I stared at him like he was a stranger.

“So I started thinking about what I wanted to do with a year of unemployment, thanks to the Army. I thought about roping cattle or staying in the military. I went down to Hamlet’s Mill for a week and followed Sheriff Story around to see if maybe I wanted to go into law enforcement, but I’m sick of wearing a uniform and taking orders. So that got me to thinking about music. You got another Coke?”

“What? Oh. Of course.” I stood up, walked to the little refrigerator that sat in one corner. I pulled out a bottle, popped the top, and handed it to him. “So music . . .”

“Yeah. I mean I never been as natural at it as you, little sister, and I never been as focused, but I know I got a good voice and that I can play guitar better than a lot of ’em. Anyway, a buddy of mine was in Chicago trying to get up a band. He asked me to sit in. We been traveling the country ever since—Memphis, New Orleans, Austin.
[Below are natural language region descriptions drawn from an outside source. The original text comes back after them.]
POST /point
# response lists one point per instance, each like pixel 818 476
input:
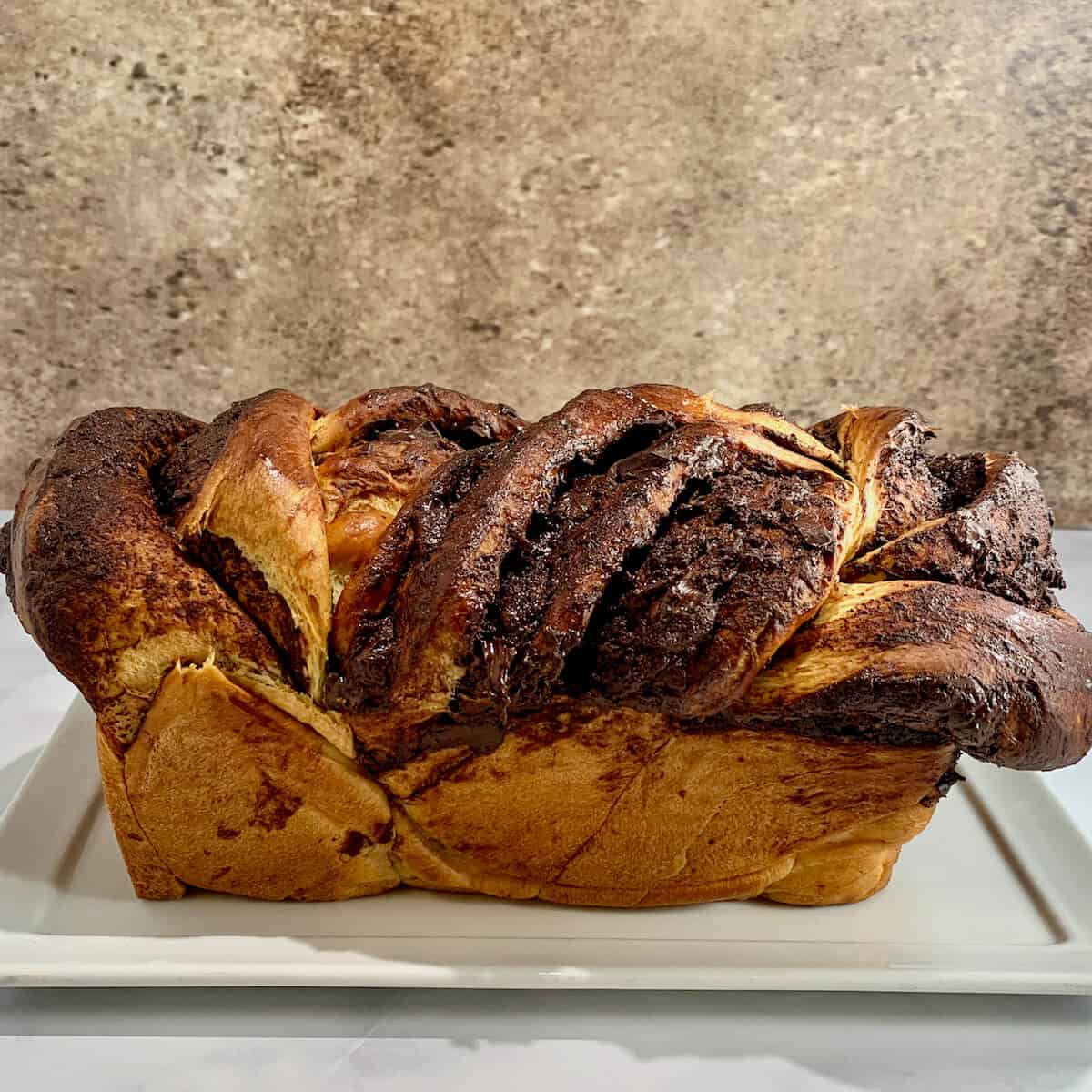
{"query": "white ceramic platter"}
pixel 995 896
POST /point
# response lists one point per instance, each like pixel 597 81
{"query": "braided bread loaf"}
pixel 649 650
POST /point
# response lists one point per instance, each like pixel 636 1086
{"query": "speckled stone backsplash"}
pixel 807 203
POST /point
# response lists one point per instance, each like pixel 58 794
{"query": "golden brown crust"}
pixel 103 585
pixel 612 659
pixel 270 809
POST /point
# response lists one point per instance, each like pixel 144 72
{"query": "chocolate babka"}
pixel 647 650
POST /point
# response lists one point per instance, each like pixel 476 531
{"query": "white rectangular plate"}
pixel 995 896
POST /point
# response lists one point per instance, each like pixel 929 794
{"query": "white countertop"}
pixel 405 1038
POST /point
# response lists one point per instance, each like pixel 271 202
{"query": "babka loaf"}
pixel 648 650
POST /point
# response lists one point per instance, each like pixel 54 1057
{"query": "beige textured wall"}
pixel 807 203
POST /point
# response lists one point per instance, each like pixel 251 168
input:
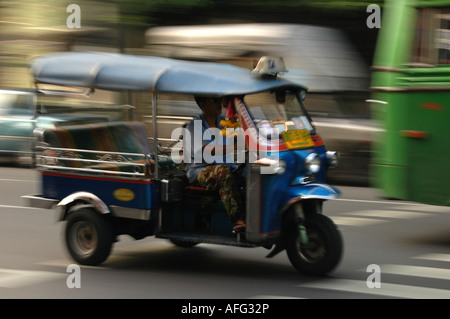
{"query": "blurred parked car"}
pixel 20 114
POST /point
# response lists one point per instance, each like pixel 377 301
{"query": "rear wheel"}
pixel 323 249
pixel 183 243
pixel 89 237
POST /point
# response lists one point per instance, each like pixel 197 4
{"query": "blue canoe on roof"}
pixel 146 73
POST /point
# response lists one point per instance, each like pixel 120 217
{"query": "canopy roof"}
pixel 145 73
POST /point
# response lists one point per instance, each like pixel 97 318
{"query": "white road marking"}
pixel 435 257
pixel 13 278
pixel 386 289
pixel 355 221
pixel 416 271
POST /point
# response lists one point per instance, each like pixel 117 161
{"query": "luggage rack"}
pixel 103 162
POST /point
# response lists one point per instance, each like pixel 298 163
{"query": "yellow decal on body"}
pixel 297 139
pixel 123 194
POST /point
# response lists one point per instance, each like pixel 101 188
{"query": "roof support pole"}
pixel 155 132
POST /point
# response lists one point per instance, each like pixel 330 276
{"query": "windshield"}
pixel 278 112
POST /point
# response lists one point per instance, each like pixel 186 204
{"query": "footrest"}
pixel 232 240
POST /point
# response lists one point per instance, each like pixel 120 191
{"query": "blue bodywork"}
pixel 273 205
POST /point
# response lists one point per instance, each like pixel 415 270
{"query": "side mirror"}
pixel 129 109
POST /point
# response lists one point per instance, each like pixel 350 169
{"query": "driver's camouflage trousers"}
pixel 221 178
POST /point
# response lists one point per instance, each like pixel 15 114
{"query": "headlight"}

A guy down in Texas asked us to come to L.A., play at his club, with the chance to make a record.” As if he suddenly remembered something, he checked his wristwatch: black band, square face. He stood, handing me the two empty Coca-Cola bottles. “I got to get back.”

“But you just got here.”

“Well, if you’re free tonight you could come hear us. You got a piece of paper?” I handed him paper and a pen, and he scrawled down an address. “We go on at eight, which means nine. If you come, you make sure they know you’re there so I can introduce you around. Bring some friends if you want. Make it a party.”

I walked him back to the gate as slow as I could so that it wouldn’t be over and he wouldn’t be gone. I was afraid if I let him out of my sight that I might never see him again.

His eyes swept over the Thalberg Building, the gate, the sign that read “Metro-Goldwyn-Mayer.”

“You done good, Velva Jean.” He smiled, not flashy this time, but the sweet smile that he used to save for Mama. “I like to think I’m doing some good now too.”